-
- Üyelik Tarihi
- 12 Kas 2020
-
- Mesajlar
- 2,474
-
- MFC Puanı
- 29,290
Osmanlı padişahı III. Ahmed'in tahttan inmesi ile sonuçlanan 1730 Patrona Halil İsyanı'nın önderi olan Yeniçeri askeridir. Bu ayaklanmayla birlikte Lale Devri son bulmuştur.

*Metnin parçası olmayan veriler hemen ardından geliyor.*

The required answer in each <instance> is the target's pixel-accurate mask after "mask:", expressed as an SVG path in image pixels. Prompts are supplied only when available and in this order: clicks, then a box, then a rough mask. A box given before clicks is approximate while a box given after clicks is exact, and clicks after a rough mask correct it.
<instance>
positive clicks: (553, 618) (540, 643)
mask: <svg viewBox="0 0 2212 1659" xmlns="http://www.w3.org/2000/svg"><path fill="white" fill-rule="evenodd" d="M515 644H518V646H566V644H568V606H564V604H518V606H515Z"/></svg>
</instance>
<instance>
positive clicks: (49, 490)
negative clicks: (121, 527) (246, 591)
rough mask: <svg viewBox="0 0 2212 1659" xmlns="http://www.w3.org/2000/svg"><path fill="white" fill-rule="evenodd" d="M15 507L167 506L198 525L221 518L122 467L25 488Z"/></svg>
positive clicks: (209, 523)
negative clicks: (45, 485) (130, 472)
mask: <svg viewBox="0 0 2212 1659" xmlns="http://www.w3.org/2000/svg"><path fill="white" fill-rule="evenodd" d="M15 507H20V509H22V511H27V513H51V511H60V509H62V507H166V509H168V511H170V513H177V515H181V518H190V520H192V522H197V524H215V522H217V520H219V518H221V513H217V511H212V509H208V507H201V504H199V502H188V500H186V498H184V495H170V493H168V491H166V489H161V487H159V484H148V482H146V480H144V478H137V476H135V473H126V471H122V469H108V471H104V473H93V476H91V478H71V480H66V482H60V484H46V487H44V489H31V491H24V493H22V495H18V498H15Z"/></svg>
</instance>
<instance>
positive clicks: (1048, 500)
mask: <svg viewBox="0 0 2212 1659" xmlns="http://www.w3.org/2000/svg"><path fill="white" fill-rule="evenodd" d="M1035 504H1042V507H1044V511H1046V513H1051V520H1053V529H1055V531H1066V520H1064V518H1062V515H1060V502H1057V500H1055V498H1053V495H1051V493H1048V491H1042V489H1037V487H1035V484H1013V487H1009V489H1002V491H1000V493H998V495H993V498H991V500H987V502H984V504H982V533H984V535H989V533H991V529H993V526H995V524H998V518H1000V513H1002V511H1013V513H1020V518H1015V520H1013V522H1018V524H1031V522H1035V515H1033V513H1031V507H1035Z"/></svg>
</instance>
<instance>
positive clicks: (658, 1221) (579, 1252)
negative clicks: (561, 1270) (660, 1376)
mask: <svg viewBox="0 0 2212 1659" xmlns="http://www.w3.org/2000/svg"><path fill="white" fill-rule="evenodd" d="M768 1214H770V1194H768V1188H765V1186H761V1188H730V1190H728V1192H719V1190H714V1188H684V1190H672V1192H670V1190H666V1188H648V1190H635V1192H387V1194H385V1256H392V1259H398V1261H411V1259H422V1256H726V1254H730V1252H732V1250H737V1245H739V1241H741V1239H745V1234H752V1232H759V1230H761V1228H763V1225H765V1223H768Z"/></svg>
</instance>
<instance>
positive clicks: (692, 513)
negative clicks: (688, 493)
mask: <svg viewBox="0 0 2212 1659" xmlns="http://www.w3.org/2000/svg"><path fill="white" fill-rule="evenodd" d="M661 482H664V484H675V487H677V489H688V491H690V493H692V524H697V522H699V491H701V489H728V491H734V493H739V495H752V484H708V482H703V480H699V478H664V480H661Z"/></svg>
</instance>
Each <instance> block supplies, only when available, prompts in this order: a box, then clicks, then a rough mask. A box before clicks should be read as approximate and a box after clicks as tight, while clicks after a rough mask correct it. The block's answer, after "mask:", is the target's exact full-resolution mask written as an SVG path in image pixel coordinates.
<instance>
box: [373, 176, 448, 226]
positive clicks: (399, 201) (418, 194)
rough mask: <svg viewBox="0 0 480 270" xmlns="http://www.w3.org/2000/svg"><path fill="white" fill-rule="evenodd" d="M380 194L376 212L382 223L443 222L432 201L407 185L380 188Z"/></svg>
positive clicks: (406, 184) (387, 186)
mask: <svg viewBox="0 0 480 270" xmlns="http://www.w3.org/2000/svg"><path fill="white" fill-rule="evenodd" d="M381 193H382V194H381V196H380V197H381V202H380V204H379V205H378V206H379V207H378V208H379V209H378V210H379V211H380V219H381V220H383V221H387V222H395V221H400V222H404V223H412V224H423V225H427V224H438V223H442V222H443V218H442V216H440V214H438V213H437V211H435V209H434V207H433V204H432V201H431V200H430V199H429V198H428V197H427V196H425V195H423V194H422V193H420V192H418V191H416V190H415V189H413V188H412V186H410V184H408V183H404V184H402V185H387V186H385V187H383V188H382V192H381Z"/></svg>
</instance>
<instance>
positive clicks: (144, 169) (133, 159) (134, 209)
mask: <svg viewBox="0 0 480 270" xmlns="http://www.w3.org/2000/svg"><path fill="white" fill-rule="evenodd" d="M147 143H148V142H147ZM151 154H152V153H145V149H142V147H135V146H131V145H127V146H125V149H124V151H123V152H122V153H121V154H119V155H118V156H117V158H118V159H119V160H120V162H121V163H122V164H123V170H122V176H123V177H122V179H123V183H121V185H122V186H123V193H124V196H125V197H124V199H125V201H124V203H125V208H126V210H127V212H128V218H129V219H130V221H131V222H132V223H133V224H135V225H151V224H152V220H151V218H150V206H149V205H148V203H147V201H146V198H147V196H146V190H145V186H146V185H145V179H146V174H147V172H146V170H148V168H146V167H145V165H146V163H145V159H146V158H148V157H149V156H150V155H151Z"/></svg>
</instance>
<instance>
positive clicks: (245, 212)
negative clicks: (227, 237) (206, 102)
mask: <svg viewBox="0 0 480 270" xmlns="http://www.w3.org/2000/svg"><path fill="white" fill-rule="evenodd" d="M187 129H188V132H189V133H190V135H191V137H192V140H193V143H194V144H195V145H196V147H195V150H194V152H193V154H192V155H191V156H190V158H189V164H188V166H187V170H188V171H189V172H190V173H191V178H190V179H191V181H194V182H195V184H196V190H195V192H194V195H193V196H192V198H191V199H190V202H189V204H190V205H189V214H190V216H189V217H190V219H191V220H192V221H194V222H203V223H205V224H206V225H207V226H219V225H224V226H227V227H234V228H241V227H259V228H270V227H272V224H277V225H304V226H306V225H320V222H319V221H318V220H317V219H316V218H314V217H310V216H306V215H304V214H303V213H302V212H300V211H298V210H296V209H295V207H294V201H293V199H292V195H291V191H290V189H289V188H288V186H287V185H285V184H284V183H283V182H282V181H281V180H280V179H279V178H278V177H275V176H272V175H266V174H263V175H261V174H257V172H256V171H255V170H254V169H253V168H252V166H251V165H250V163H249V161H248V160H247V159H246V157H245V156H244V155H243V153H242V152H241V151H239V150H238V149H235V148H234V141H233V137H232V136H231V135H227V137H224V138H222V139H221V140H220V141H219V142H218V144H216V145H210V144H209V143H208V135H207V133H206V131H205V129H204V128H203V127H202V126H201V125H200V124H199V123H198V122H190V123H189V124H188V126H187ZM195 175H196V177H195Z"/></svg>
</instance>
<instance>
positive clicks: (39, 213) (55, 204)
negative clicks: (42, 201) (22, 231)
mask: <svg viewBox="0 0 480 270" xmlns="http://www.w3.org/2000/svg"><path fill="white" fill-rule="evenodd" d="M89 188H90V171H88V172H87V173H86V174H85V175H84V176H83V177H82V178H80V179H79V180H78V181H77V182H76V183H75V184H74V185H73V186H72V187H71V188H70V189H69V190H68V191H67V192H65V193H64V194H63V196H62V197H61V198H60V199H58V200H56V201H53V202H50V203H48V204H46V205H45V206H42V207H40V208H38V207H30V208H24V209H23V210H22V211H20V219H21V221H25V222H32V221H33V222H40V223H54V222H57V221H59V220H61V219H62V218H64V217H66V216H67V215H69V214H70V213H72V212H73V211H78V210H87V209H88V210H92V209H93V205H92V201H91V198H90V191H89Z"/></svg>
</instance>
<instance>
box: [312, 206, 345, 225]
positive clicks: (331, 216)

Arnavut kökenli olan Horpeşteli (bugün Orestida kasabası) Halil, Leventlik ve Rumeli'de yeniçerilik yapmıştı ve yakın hemşehrileri arasında "Patrona" lakabıyla anılmaktaydı. Patrona Osmanlı donanmasında gemilerin ikincisine verilen isimdir. Donanmada Kaptan-ı Derya'nın kullandığı gemiye Kapudane, ikinci gemiye Patrona, üçüncü gemiye Riyale denilirdi. Patrona Halil Patrona gemisinde bir süre Leventlik yaptığı için bu lakapla anılmıştır. İstanbul'da bir hamam tellaklığı veya esnaflık yaptığı da söylenmiştir. İstanbul meyhanelerine devam ettiği, devamlı alkol aldığı ve ihtilal yandaşlarını da bu meyhanelerde tanıdığı bilinmektedir. Sadrazam Nevşehirli Damat İbrahim Paşa'nın zevk ve sefaya düşkünlüğünün yanı sıra Yeniçerilerinin uzun süredir maaş alamaması ordu içerisinde huzursuzluğa neden olmuştu. "Şeriatın gereğini yerine getirmek" gerekçesi ile başlatılan bu isyanda, ekonominin bozulması, vergi yükünün artması, 12 senedir sadarette bulunan Nevşehirli Damat İbrahim Paşa'nın kadrolaşması ve buna karşı oluşan muhalif kadrolar, çoğunlukla laik eksene kayan yenilikler, 1730 İran seferinin bir türlü gerçekleşememesi ve alınan şehirlerin İranlılara satıldığı gibi rivayetlerin de katkısı vardır. Patrona Halil kendini ayaklanmaya elebaşılık etmeye kışkırtanların telkinleri ile öncelikle esnafı etkileyerek kepenk kapamalarını sağlamış, daha sonra yanına çektiği yeniçeriler ve bir kısım halkın da katılımı ile 28 Eylül 1730 daha sonra kendi adını alacak olan Patrona Halil İsyanı'nı başlatmıştır.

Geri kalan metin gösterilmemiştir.